For the distribution of the liquidation of this penalty, the Council of State considers that “given the amount of this penalty and in order to avoid undue enrichment, it is appropriate in this case not to allocate to the association Les Amis de la Terre France, the only applicant in the initial proceedings which led to the decision of July 12, 2017, that a fraction of the sum ”fixed at 100,000 euros. The remainder of this amount is allocated as follows:
– the sum of 3.3 million euros to ADEME,
– the sum of 2.5 million euros to CEREMA,
– the sum of 2 million euros to ANSES,
– the sum of 1 million euros to INERIS,
– the sum of 350,000 euros to Air Parif and Atmo Auvergne Rhône-Alpes each,
– and the sum of 200,000 euros to Atmo Occitanie and Atmo Sud each.

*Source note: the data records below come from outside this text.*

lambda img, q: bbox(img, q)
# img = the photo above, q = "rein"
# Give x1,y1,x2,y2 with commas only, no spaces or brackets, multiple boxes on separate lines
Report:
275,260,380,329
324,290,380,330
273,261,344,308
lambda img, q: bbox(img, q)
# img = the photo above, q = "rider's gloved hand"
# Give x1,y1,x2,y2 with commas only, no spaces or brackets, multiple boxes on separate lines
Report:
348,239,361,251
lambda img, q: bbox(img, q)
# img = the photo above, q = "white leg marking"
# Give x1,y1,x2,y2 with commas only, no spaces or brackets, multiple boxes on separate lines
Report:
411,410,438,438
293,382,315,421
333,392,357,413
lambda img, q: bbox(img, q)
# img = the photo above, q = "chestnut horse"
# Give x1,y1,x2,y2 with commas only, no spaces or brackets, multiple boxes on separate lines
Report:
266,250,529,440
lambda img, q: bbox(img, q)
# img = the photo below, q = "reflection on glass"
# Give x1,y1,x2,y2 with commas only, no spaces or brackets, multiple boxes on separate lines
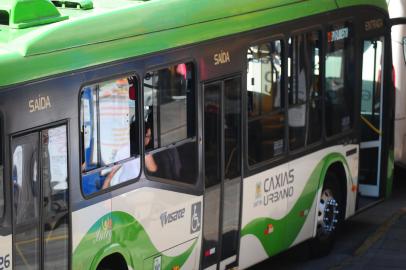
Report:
143,63,194,148
247,40,285,165
202,82,221,268
247,40,283,116
99,78,134,165
42,126,69,269
361,38,384,142
222,77,241,260
325,23,354,136
288,31,322,150
143,63,197,184
81,76,140,195
81,86,98,171
224,78,241,180
12,134,40,270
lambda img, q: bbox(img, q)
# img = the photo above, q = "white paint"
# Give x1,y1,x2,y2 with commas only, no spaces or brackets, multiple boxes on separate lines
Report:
241,162,289,227
0,235,12,270
239,235,268,269
72,199,111,251
204,264,217,270
112,188,202,254
219,255,236,270
239,145,358,268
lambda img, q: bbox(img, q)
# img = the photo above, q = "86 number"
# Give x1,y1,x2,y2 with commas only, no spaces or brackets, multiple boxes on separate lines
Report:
0,254,10,269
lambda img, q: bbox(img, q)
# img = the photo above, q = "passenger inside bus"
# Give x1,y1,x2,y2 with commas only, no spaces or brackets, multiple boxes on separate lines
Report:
102,121,157,189
81,76,140,194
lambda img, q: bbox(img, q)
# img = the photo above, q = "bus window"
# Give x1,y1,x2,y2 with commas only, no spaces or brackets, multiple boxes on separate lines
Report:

In the event of a persistent failure of the State in the coming months, other on-call liquidation decisions could be made.
This decision of the Council of State, commented on here, is part of a recent and salutary trend in administrative justice. The many climate treaties signed by France in recent decades – United Nations Framework Convention on Climate Change (1992), Kyoto Protocol (1997), Aarhus Convention of 1998, Paris Agreement on global warming ( 2015) – and their transcription into French law into precise objectives, resulted in an increase in the constraints directly resulting from the law imposed on the State in terms of environmental protection and in particular the fight against climate change. The administrative justice applied these obligations laid down by law, ruling that the State was required to implement them so that France could meet its commitments. If the State does not or insufficiently implement these obligations, it is up to the administrative judge (administrative courts, administrative courts of appeal, Council of State), when it is seized by citizens, associations, communities, that it is up to it to sanction it by ordering it, if necessary, to take additional actions, in accordance with its competence.